Recently in conversation those same Foxfire books came up again - the idea being how useful they'd be if things soured for us in the first world.
Now, all credit due to the folks who said that- they know and have done a heck of a lot more than I ever have. I am but an egg!...
And yet, the old bardic instinct comes back...
Knowledge between pages is useless. Worse than useless, for it leads to false confidence.
It's the knowledge in your head and in your hands what makes the difference.
So keep talkin' y'all. Thanks for the lectures... there is an audience out here on the other side of the lights. ;)
Next on the project list - fiddle bag and shoes!! :)
* One of the more curious splits I've seen amongst those in this hobby is the cultural/political one across timelines of interest. It's hardly a universal, but broadly speaking it seems to me the more right- and libertarian- types tend to gravitate to the post-gun powder era, roughly F&I to just post US Civil War, and the more left of center types to the medieval period. Why that may be is a discussion for another day. :p
** So when's that book coming out, Tams?

5 comments:
Good post. Thanks for the mention.
http://woodsrunnersdiary.blogspot.com/
Most folks learn by doing with their hands, and nothing teaches you more about how our forebears got by than doing it for yourself, handmade clothing/shoes and all.

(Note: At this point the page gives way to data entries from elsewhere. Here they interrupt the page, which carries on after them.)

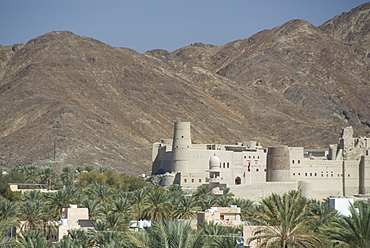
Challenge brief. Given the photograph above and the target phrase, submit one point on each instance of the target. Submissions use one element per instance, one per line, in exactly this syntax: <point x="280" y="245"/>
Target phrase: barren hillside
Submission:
<point x="98" y="105"/>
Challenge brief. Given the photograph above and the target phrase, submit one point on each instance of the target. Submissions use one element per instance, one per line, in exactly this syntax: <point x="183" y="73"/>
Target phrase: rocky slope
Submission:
<point x="71" y="100"/>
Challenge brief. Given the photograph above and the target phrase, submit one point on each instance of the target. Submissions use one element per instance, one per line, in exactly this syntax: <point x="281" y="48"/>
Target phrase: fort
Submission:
<point x="252" y="171"/>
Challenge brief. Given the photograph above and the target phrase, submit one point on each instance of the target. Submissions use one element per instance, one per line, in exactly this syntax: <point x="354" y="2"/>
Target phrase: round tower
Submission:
<point x="278" y="166"/>
<point x="180" y="147"/>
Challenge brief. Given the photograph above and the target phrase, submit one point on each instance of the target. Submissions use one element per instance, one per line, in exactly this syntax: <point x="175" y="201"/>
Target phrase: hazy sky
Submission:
<point x="166" y="24"/>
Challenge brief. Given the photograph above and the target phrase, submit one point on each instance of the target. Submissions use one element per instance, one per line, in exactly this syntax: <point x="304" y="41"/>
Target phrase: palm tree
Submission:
<point x="33" y="239"/>
<point x="122" y="205"/>
<point x="80" y="238"/>
<point x="32" y="214"/>
<point x="220" y="236"/>
<point x="247" y="208"/>
<point x="48" y="177"/>
<point x="59" y="200"/>
<point x="207" y="202"/>
<point x="117" y="222"/>
<point x="284" y="222"/>
<point x="68" y="176"/>
<point x="158" y="205"/>
<point x="201" y="192"/>
<point x="109" y="239"/>
<point x="139" y="202"/>
<point x="353" y="230"/>
<point x="33" y="195"/>
<point x="94" y="207"/>
<point x="175" y="193"/>
<point x="186" y="208"/>
<point x="170" y="234"/>
<point x="31" y="173"/>
<point x="8" y="209"/>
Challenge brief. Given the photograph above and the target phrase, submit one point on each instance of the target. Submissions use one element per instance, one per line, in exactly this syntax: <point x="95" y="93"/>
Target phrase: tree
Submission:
<point x="59" y="200"/>
<point x="353" y="230"/>
<point x="158" y="207"/>
<point x="68" y="176"/>
<point x="220" y="236"/>
<point x="201" y="192"/>
<point x="32" y="214"/>
<point x="207" y="202"/>
<point x="8" y="209"/>
<point x="140" y="202"/>
<point x="247" y="208"/>
<point x="170" y="234"/>
<point x="284" y="222"/>
<point x="94" y="207"/>
<point x="122" y="205"/>
<point x="48" y="177"/>
<point x="33" y="239"/>
<point x="186" y="208"/>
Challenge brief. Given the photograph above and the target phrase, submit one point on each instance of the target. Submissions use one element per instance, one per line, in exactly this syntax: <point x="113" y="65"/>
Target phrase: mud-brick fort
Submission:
<point x="253" y="172"/>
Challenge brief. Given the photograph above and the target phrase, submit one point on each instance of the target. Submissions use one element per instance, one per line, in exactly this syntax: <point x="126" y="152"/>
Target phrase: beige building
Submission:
<point x="224" y="216"/>
<point x="253" y="172"/>
<point x="72" y="218"/>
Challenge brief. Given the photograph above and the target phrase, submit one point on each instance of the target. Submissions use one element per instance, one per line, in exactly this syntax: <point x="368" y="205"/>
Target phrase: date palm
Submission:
<point x="247" y="208"/>
<point x="59" y="200"/>
<point x="207" y="202"/>
<point x="33" y="239"/>
<point x="8" y="209"/>
<point x="94" y="207"/>
<point x="353" y="230"/>
<point x="169" y="234"/>
<point x="158" y="207"/>
<point x="122" y="205"/>
<point x="284" y="222"/>
<point x="139" y="202"/>
<point x="32" y="214"/>
<point x="186" y="208"/>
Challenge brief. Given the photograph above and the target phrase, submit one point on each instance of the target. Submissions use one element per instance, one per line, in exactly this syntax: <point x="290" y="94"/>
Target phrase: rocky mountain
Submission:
<point x="71" y="100"/>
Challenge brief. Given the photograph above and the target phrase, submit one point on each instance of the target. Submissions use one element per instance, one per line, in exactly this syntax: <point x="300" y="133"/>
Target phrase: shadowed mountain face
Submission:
<point x="71" y="100"/>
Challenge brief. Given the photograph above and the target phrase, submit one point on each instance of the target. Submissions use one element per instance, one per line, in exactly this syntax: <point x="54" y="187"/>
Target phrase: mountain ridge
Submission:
<point x="68" y="100"/>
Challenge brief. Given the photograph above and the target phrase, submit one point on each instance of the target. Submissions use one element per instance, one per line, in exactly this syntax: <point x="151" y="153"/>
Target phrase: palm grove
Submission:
<point x="288" y="220"/>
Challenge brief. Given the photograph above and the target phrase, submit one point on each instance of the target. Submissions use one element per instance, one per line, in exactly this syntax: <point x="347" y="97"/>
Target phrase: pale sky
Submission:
<point x="144" y="25"/>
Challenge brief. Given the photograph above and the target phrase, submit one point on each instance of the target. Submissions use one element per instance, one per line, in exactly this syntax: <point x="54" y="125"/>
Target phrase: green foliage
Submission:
<point x="170" y="234"/>
<point x="353" y="230"/>
<point x="284" y="222"/>
<point x="33" y="239"/>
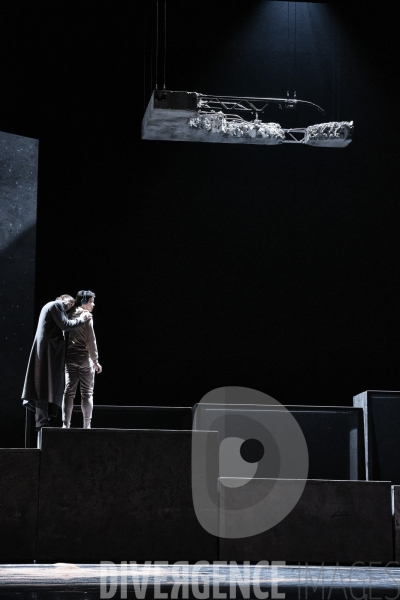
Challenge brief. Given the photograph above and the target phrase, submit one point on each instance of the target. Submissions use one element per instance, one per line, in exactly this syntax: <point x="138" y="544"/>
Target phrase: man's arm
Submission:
<point x="91" y="346"/>
<point x="58" y="313"/>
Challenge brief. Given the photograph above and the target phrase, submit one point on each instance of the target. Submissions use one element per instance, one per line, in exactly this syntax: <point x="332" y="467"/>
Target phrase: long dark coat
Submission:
<point x="45" y="373"/>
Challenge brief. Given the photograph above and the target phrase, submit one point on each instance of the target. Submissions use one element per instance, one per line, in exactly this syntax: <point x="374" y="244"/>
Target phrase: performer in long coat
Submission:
<point x="44" y="381"/>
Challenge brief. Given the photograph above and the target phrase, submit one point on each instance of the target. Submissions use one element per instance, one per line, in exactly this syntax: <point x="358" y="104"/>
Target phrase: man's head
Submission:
<point x="67" y="300"/>
<point x="85" y="299"/>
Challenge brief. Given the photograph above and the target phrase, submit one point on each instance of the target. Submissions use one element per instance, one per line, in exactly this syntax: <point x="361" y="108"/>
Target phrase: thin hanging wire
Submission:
<point x="338" y="102"/>
<point x="157" y="50"/>
<point x="333" y="76"/>
<point x="165" y="38"/>
<point x="288" y="50"/>
<point x="151" y="49"/>
<point x="295" y="49"/>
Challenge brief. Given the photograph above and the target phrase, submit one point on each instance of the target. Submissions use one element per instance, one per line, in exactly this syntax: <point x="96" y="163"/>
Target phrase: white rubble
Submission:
<point x="330" y="134"/>
<point x="218" y="123"/>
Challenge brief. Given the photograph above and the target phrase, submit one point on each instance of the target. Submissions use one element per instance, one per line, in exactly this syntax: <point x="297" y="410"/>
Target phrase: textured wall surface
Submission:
<point x="119" y="495"/>
<point x="18" y="201"/>
<point x="334" y="521"/>
<point x="19" y="489"/>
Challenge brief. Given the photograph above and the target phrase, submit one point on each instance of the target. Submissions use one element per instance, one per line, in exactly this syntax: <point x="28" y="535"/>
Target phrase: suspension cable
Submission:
<point x="157" y="49"/>
<point x="165" y="38"/>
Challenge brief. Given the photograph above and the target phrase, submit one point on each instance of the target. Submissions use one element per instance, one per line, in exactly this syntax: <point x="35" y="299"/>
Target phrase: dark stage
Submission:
<point x="215" y="265"/>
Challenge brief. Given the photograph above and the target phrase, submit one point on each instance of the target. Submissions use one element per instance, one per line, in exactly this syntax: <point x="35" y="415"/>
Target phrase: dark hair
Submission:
<point x="83" y="297"/>
<point x="65" y="297"/>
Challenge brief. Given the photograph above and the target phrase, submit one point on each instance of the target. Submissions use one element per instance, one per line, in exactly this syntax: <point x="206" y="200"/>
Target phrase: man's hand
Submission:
<point x="85" y="316"/>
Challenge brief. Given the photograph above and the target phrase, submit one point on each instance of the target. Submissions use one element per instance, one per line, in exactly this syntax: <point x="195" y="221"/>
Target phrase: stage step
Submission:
<point x="115" y="494"/>
<point x="334" y="434"/>
<point x="19" y="489"/>
<point x="382" y="434"/>
<point x="333" y="522"/>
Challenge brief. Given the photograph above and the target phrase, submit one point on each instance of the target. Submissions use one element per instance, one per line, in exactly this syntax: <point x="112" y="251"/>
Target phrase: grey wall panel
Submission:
<point x="112" y="494"/>
<point x="334" y="521"/>
<point x="382" y="433"/>
<point x="18" y="202"/>
<point x="19" y="490"/>
<point x="334" y="434"/>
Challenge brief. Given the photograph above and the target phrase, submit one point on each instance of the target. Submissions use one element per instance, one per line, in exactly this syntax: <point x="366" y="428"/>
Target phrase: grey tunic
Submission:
<point x="45" y="373"/>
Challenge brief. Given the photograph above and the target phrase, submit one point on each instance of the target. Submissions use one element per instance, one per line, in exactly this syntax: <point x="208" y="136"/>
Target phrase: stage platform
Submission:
<point x="95" y="581"/>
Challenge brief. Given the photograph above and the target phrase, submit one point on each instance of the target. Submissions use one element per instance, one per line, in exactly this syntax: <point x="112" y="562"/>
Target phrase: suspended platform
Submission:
<point x="194" y="117"/>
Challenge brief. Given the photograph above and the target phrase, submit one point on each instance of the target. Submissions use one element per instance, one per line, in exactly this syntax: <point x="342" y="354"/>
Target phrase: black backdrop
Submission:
<point x="213" y="265"/>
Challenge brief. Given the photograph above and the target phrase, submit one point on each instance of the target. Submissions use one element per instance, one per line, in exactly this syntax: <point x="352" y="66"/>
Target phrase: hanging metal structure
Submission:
<point x="194" y="117"/>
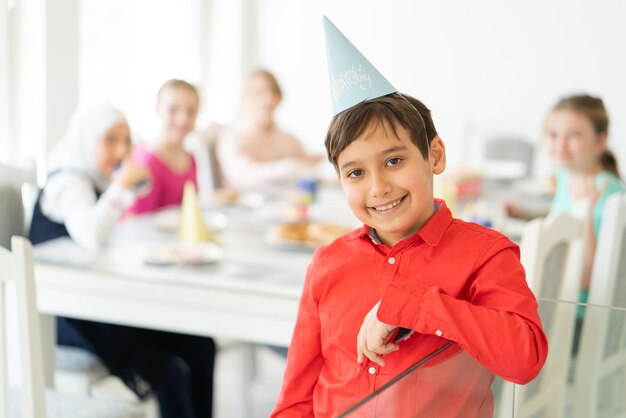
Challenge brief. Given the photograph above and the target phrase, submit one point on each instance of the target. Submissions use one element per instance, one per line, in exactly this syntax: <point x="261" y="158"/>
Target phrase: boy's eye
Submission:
<point x="393" y="161"/>
<point x="355" y="173"/>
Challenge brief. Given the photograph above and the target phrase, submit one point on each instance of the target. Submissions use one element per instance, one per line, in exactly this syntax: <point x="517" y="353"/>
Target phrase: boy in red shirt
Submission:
<point x="410" y="266"/>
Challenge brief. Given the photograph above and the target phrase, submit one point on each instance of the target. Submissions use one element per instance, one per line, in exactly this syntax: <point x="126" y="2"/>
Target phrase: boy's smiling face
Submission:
<point x="388" y="183"/>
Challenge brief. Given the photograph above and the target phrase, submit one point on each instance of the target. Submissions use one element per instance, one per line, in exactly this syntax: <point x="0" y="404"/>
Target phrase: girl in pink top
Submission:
<point x="170" y="165"/>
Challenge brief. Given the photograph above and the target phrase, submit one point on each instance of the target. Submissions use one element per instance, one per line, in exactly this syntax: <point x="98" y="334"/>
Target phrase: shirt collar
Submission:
<point x="431" y="233"/>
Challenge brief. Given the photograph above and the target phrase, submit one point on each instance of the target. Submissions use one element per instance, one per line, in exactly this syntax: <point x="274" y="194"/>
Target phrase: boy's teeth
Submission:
<point x="389" y="206"/>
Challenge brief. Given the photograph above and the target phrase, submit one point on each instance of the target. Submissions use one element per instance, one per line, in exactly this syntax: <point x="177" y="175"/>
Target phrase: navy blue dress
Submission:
<point x="177" y="368"/>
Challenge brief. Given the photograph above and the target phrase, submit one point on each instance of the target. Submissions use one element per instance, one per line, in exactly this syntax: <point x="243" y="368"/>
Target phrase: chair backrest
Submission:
<point x="208" y="138"/>
<point x="602" y="354"/>
<point x="508" y="158"/>
<point x="552" y="255"/>
<point x="17" y="266"/>
<point x="11" y="214"/>
<point x="18" y="187"/>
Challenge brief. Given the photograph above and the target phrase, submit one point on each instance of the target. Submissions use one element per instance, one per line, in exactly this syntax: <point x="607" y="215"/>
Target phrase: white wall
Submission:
<point x="484" y="67"/>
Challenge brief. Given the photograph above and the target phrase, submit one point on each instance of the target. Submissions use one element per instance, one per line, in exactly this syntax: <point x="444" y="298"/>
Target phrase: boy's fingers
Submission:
<point x="360" y="344"/>
<point x="386" y="348"/>
<point x="375" y="358"/>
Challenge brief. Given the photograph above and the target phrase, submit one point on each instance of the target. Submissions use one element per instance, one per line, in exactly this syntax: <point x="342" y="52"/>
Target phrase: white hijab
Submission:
<point x="76" y="149"/>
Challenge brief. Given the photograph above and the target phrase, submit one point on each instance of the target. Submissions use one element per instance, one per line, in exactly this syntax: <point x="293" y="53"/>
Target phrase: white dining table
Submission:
<point x="249" y="296"/>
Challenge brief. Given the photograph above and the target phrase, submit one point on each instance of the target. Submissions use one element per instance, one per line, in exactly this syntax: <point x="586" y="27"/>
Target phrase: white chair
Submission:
<point x="552" y="255"/>
<point x="210" y="177"/>
<point x="18" y="185"/>
<point x="600" y="380"/>
<point x="17" y="266"/>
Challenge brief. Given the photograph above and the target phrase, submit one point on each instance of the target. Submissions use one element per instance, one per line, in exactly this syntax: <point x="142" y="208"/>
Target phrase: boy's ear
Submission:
<point x="437" y="155"/>
<point x="602" y="140"/>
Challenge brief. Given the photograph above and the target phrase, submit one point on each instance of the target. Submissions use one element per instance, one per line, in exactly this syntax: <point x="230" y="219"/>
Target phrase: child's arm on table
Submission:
<point x="499" y="325"/>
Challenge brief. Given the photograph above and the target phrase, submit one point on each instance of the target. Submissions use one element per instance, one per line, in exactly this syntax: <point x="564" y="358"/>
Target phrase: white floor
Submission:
<point x="264" y="385"/>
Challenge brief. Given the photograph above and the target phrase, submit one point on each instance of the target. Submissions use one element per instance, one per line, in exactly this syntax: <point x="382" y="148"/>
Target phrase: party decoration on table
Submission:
<point x="192" y="225"/>
<point x="304" y="235"/>
<point x="353" y="79"/>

I did that whole 1803-1847 period for ten years. You need any help, you shout, hear?
Not related to this post, but thought I'd point you to a site you might be interested in...or maybe I picked it up from your site and forgot - in which case, I beg your forgiveness for not noting my sources
Bloggin fae the 'Burn: Ulster-Scots thoughts
http://clydesburn.blogspot.com/#uds-search-results
I've been rattling this one back and forth in my head. The two books that get most of the thumbing thru before bedtime are Gabe Suarez's SKS Gunfighting and Thomas Elpel's Participating in Nature. I guess this would put me more in the "Army of One Wolverine" camp, and I certainly don't want anything to happen that would necessitate using the skills in both of those books, and I definitely like having a dry, warm bed to sleep in every night, and warm food to eat, and my dogs by my side, with plenty of chow for them. I think it's realists unease with that Chinese curse, "may you live in interesting times," and we are.
You write "Knowledge between pages is useless. Worse than useless, for it leads to false confidence."
Yes and no, in my experience.
Yes: E.g., I am a reasonably serious player of the game of Go (2 dan in the AGA ranking system) and I have seen various examples of how owning (and even superficially reading) books about how to play better is not at all the same thing as understanding the books. And it can indeed lead to false confidence. (Though in Go feedback is so quick and sharp, in the form of a clear losing record when one tries to play at the wrong handicap, that it's hard to maintain that false confidence for long.)
No: E.g., I have used recipe-style books and documentation to complete a number of projects (such as splicing DNA into a plasmid, baking chocolate eclairs, building a sonar rangefinder, building an igloo-style snow shelter, and implementing a strong pseudorandom number generator in software) which I didn't know how to do before I started them. Sometimes I have finished a project successfully and still been well aware that I didn't properly understand the recipe. I would agree that having recipe-style self-help availability is less valuable than comprehensive internalized mastery of a discipline, but sometimes the first step of mastery takes hundreds of hours of study, and using the recipe only takes 10 hours, so the recipe can have a pretty good bang for the buck.